The game will still be developed by Infinity Ward, but the name shows how this will be a reboot of the Modern Warfare series. It’s being done to indicate how the development team wants to go in a different direction, though with some of the same characters from the campaigns of previous Modern Warfare games — both alive and dead.  The characters and settings will be more modern, since the standards for “modern warfare” have changed since 2007. The intention here is to depict a “morally gray world,” where it’s difficult to distinguish the difference between right and wrong. These are grandiose ambitions for a CoD game, and I’m having a hard time seeing how it will all work.

The idea for this darker and gritter approach came from Jacob Minkoff and Taylor Kurosaki, the Campaign Gameplay Director and the Studio Narrative Director for the game, respectively. Both happen to be veteran developers who came to Infinity Ward from Naughty Dog, meaning they have experience with both the Uncharted series and, more relevant to this title, The Last of Us. The gaming market and audience have changed in the last decade, and believe they could handle a campaign with a more nuanced and serious narrative in lieu of one driven by shooting anything that moves.

In fact, it’s nice that they feel this game could use a campaign at all considering the last one, Call of Duty: Black Ops 4, shipped without one. Whether this is the reason why that game sold less than what Activision wanted remains to be seen.
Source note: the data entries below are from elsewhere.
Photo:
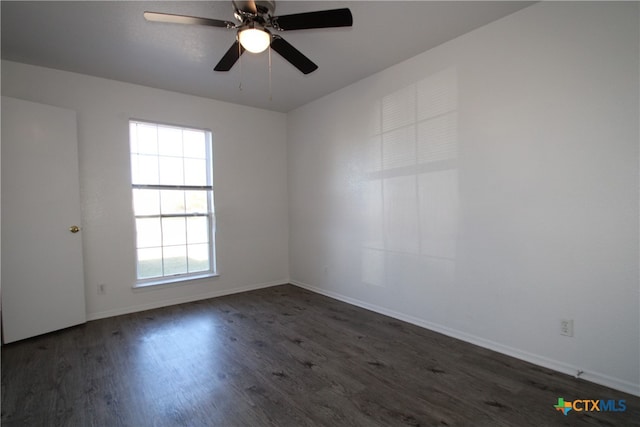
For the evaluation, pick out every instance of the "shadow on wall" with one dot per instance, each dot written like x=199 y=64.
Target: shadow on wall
x=411 y=194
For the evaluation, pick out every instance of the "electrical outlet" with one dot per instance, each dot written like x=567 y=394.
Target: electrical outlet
x=566 y=327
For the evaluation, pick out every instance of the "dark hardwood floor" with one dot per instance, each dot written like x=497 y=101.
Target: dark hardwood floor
x=280 y=356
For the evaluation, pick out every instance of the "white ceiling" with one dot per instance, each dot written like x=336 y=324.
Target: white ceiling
x=112 y=40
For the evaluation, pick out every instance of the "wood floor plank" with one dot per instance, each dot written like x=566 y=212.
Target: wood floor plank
x=280 y=356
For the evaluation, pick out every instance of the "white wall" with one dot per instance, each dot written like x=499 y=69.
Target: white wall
x=487 y=189
x=249 y=179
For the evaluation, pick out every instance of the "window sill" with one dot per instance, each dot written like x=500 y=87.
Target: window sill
x=168 y=282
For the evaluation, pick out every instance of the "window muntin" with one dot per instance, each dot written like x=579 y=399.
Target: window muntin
x=172 y=191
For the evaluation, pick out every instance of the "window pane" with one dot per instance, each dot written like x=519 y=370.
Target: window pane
x=146 y=202
x=175 y=260
x=171 y=172
x=144 y=169
x=198 y=257
x=174 y=231
x=194 y=144
x=196 y=201
x=148 y=232
x=197 y=230
x=169 y=141
x=149 y=263
x=172 y=201
x=169 y=240
x=195 y=172
x=147 y=139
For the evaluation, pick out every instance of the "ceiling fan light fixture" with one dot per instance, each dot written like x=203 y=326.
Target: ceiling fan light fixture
x=254 y=39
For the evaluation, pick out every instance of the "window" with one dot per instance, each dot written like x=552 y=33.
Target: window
x=172 y=186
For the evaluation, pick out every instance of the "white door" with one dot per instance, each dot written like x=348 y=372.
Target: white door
x=42 y=272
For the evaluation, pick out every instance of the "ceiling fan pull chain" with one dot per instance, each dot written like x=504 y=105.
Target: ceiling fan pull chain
x=240 y=57
x=270 y=91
The game will primarily take place in an unidentified Middle Eastern country, the location of most wars these days (including a potentially-impending one). It will be played from the perspectives of two characters: A special forces operator and a female rebel fighter in the Middle East, to obtain the perspectives from two sides of the war. I had to roll my eyes a bit when I first heard they were deliberately going for scenarios similar to the infamous “No Russian” level in Call of Duty: Modern Warfare 2, where players could take part in a mass shooting terrorist attack at an airport. (There was an option to skip the level, but sure.) This implied that they wanted to aim for a certain level of edginess, to drum up controversy for the sake of it. But given who’s working on this game, it doesn’t sound like that’s what they’re aiming for here. But that’s not to say they won’t run into problems, or that players might enjoy parts they weren’t intended to.

From the details, it sounds like the narrative team wants to create an experience on par with Spec Ops: The Line, or Zero Dark Thirty if we’re venturing outside the video game realm. Both those works challenged expectations for what depictions of war could be in their mediums, especially the former. Their intention is to create scenarios that make the player feel uncomfortable. These are good ideas for a war game, but the big problem here is whether this is what the CoD audience wants. There’s a vocal audience that missed having a campaign to play in BO4, but that game also represented what most fans apparently want from the series: A jingoist fantasy.

Basically, the narrative team is being hindered by this being a Call of Duty game, a fact also made clear during the reveal stream. There was nearly-equal focus on the types of guns players will be using across Modern Warfare’s modes. It won’t be easy to make players feel guilty about killing in games when they also want them to focus on how fun it will be to use certain guns across its play modes. The goal here is to increase sales, and they feel a deeper campaign will attract those who don’t usually play CoD games, or haven’t played one in a little while. But marketing for the Michael Bay film-inspired side of the game will get in the way, as it did during this stream. It will be tough for them to figure out which one to focus on.

Modern Warfare will release on October 25th. The segment Activision focuses on for the marketing campaign will determine which element they want their fanbase to take seriously, and I have a feeling that I know which one that will be, to the chagrin of the narrative team.